Many of his mixed media artworks are characterised by earth colours and multi-layered, textural qualities: deliberately intricate reinventions and subtle explorations of surface and patina. What I love about her work is that when each piece is looked at individually and detached from their original visual source, the artwork becomes more abstract and multi-sensory. All the work has a strong metaphorical pictorial language: quiet, gentle, with symbolic renderings on broader perceptions of abandonment, loss, transience or impermanence.
Her photographs:
Shed 2004. Digital Photograph 30cm x 30cm
Plywood 2004. Digital Photograph 30cm x 30cm
Fence 2005. Digital Photograph 30 x 30cm
Floor 2004. Digital Photograph 30cm x 30cm
Wall 2005. Digital Photograph 30cm x 30cm
Jazz Green's paintings also have a beautiful textural quality. This is a close-up of Rubel, which was begun in late 2004 and has been through many stages, adding successive layers of pigment (mostly red oxides), ink and diluted white paint, then finally burnishing with carnuba wax to give a subtle lustre to the surface. Rubel is merely an old English spelling of rubble.
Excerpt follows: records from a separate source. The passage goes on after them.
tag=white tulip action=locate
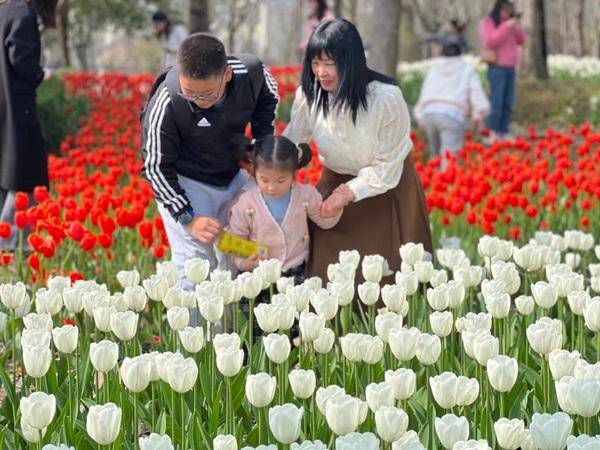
[117,269,140,289]
[288,369,317,400]
[179,327,204,353]
[52,325,79,353]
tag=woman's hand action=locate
[238,252,266,272]
[320,184,355,219]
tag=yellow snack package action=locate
[217,232,269,258]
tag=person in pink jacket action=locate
[479,0,525,140]
[229,136,342,276]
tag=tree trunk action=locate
[189,0,210,33]
[530,0,548,80]
[362,0,402,78]
[57,0,71,67]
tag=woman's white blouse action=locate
[283,81,412,201]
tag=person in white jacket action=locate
[413,39,490,168]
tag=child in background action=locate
[228,136,342,277]
[414,39,490,169]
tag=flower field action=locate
[0,67,600,450]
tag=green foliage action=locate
[37,77,89,153]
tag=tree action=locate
[362,0,402,78]
[189,0,210,33]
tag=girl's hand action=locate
[239,253,265,272]
[320,184,354,218]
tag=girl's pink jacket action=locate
[229,183,342,271]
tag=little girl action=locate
[229,136,342,277]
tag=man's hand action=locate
[239,252,267,272]
[319,184,355,219]
[186,216,221,245]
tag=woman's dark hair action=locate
[302,18,397,124]
[31,0,58,28]
[490,0,515,26]
[315,0,327,20]
[152,11,172,39]
[230,136,312,172]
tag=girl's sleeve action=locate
[306,186,343,230]
[282,86,313,143]
[227,198,252,268]
[346,89,412,201]
[469,71,490,120]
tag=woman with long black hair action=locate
[284,18,431,279]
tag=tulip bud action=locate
[142,274,169,302]
[21,421,47,444]
[330,281,354,306]
[123,286,148,312]
[365,381,395,412]
[325,395,368,436]
[288,369,317,400]
[299,313,325,342]
[246,373,277,408]
[529,412,573,449]
[184,258,210,284]
[213,333,242,352]
[166,358,197,394]
[429,311,454,338]
[487,355,519,392]
[375,312,402,343]
[179,327,204,353]
[358,281,380,306]
[117,269,140,289]
[198,296,225,323]
[485,292,510,319]
[515,295,535,316]
[217,348,244,377]
[313,328,335,355]
[414,261,435,283]
[416,333,442,366]
[86,403,121,445]
[375,406,408,442]
[52,325,79,353]
[119,356,152,393]
[90,340,119,373]
[19,392,56,430]
[139,433,175,450]
[213,434,238,450]
[381,284,406,313]
[583,297,600,333]
[494,418,525,450]
[389,327,421,362]
[526,317,563,355]
[310,289,338,320]
[399,242,425,266]
[0,281,27,309]
[548,349,581,380]
[315,384,346,415]
[385,368,417,400]
[93,306,117,333]
[23,313,52,331]
[435,414,469,450]
[167,306,190,331]
[473,334,500,367]
[269,403,304,444]
[23,345,52,378]
[362,255,387,283]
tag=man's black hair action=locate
[178,33,227,80]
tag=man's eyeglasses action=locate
[177,74,225,103]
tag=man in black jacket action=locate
[142,33,279,288]
[0,0,48,250]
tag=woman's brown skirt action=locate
[307,157,432,283]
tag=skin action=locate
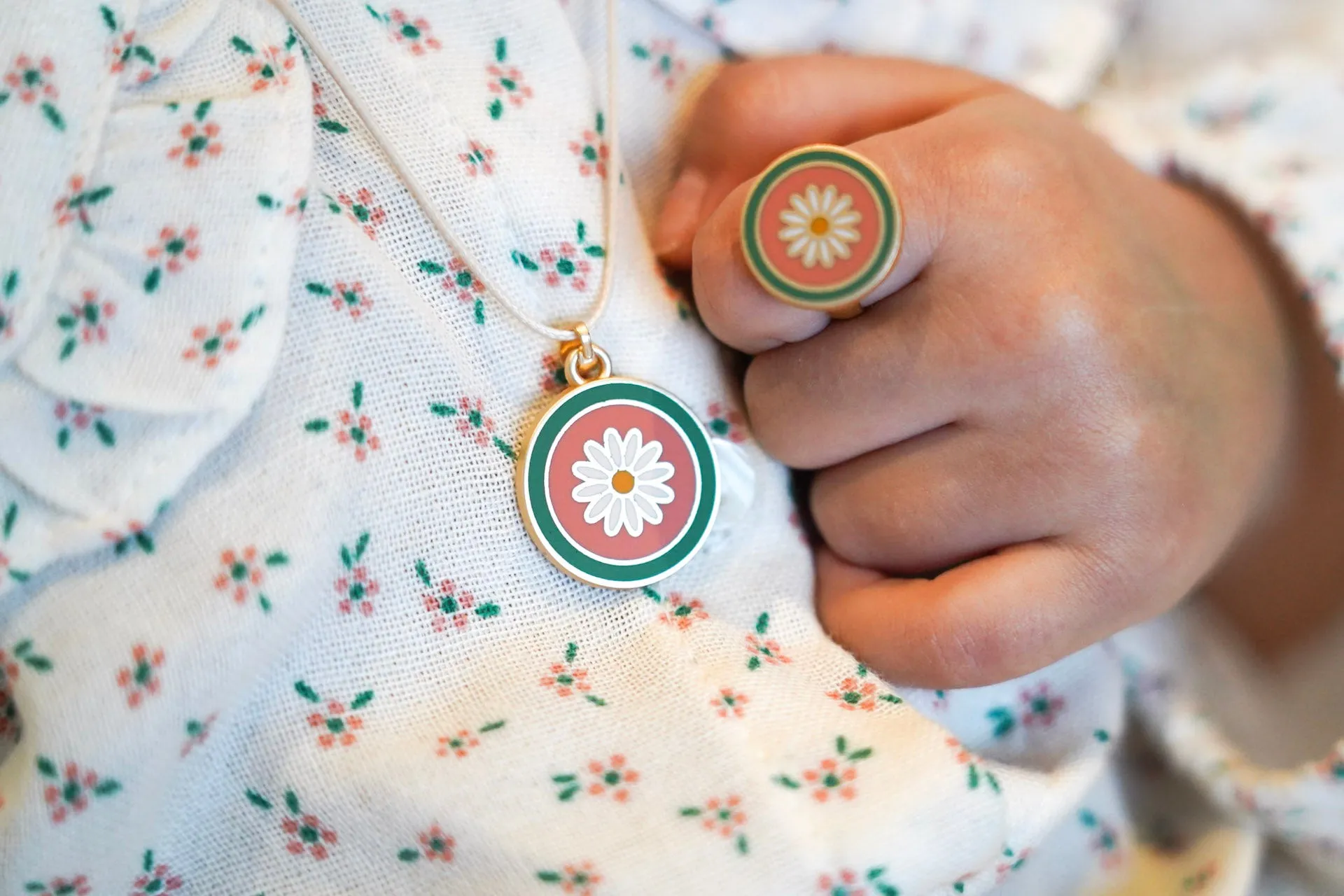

Here is a detailed close-up image of Sylte 2006. This work merges from a textured, crumbled brown, bronze black into a more mellow and eroded surface. Many of the markings are not directly applied paint, but a myriad of negative traces, made by a process of layering and then revealing colours beneath. Silt, when separated from mud, is quite exquisite to look at, a mix of tiny, almost shimmering fragments of sand and other mineral traces. The marsh river valley in which Green lives is very windswept and the roads flood frequently, and so mud and silt in all its forms is a daily encounter.